Canadian Deanna Stellato-Dudek is older than Sarah Hughes, the 2002 Olympic figure skating champion who retired 19 years ago. Stellato-Dudek also left singles skating in the early 2000s, but she’s back after a 16-year competition break.
And she’s leading Grand Prix France, a stop on the sport’s top international level.
Stellato-Dudek and partner Maxime Deschamps topped the pairs’ short program, despite a fall, with 64.33 points on Friday. At 39 years old, Stellato-Dudek is already the oldest person to make a Grand Prix podium, taking Skate America runner-up with Deschamps two weeks ago.
GRAND PRIX FRANCE: Broadcast Schedule | Results
On Saturday, Stellato-Dudek can crush the record for oldest Grand Prix winner. Come the next Winter Games, Stellato-Dudek will be 42 and older than any Olympic figure skater since World War II, according to Olympedia.org.

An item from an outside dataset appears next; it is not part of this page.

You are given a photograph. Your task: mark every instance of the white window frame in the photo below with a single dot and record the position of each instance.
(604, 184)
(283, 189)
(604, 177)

That is far off. More pressing: A victory on Saturday will put Stellato-Dudek and Deschamps into December’s Grand Prix Final, the most exclusive event in the sport taking the top six per discipline from the six-event Grand Prix Series.
They are the story in pairs’ skating this season in the absence of the world’s top teams from Russia -- banned due to the war in Ukraine -- and China -- none entered in the Grand Prix Series.
Stellato-Dudek took 2000 World Junior Championships silver and retired the following season due to hip injuries at age 17. She resurfaced in 2016 as a pairs’ skater with U.S. Olympian Nathan Bartholomay and placed third at nationals in 2018 and 2019.
The Illinois native decided to switch nationality to Canada and partnered with Deschamps. They were third at last season’s nationals.
Earlier Friday, world silver medalist Loena Hendrickx topped the women’s short with 72.75 points, 3.82 ahead of South Korean Kim Ye-Lim. Hendrickx, who landed a triple flip and triple Lutz-triple toe loop combination in a clean skate, can on her 23rd birthday become the oldest women’s Grand Prix winner since Finland’s Kiira Korpi in 2012 and the first Belgian in any discipline to win a Grand Prix.
Sota Yamamoto, who was eighth at last season’s Japan Championships, led the men’s short program with 92.42 points. He landed a quadruple toe-triple toe combination and a quad Salchow that was negatively graded. Yamamoto, 22, takes a 2.96-point lead over countryman Kazuki Tomono in a field that includes no Olympic or world medalists.
Charlene Guignard and Marco Fabbri were the expected leaders in the rhythm dance with 83.52 points. The Italians can win their first Grand Prix ice dance title after second- or third-place finishes in their last seven Grand Prix starts, including the 2018 Grand Prix Final.